ANDREW C. MCCARTHY: Robert Mueller’s Plan.

No prosecutor builds a case the way Mueller is going about it. What prosecutor says, “Here’s our witness line-up: Michael Flynn, George Papadopoulos, Alex van der Zwaan, Rick Gates, Paul Manafort, Michael Cohen. And what is it that they have in common, ladies and gentlemen of the jury? Bingo! They’re all convicted liars.”?

For a prosecutor, like any trial lawyer, what the jury thinks is at least as important as what the law says. If the most memorable thing the jury takes into the deliberation room is that no one should believe a word your witnesses say, you are not going to convict the lowliest grifter, much less the president of the United States of America.
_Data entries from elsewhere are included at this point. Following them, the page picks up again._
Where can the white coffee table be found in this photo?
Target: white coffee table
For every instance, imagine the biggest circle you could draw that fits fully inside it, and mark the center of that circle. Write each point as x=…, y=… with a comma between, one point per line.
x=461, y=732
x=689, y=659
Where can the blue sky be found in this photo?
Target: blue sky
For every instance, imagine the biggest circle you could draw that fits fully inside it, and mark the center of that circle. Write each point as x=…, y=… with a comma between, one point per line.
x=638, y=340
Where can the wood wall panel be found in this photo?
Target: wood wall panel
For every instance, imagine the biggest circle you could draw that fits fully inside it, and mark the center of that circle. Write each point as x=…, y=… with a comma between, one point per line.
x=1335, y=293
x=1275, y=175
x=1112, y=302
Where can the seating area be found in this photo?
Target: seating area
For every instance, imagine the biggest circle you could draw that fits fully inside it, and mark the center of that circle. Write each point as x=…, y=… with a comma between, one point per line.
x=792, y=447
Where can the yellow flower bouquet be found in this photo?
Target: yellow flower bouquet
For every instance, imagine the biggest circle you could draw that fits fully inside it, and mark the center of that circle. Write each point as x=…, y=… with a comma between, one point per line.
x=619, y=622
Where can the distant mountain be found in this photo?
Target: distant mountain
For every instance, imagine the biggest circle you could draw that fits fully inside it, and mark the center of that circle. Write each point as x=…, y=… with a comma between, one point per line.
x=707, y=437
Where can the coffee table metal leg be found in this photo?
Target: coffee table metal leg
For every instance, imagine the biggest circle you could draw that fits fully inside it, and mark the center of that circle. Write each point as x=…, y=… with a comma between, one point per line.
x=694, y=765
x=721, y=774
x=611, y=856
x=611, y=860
As a prosecutor, you build a case by having your cooperating accomplice witnesses plead guilty to the big scheme you are trying to pin on the main culprit. After all, what makes these witnesses accomplices, literally, is that they were participants in the main culprit’s crime. That’s the scheme you’re trying to prove. So, on guilty-plea day, the cooperator comes into court and admits guilt to the same conspiracy on which you are trying to nail the lead defendant.

That gets you 90 percent of the way home.

But if your intention is to smear by implication, rather than build an actual criminal case, you’d go about it the way Mueller is.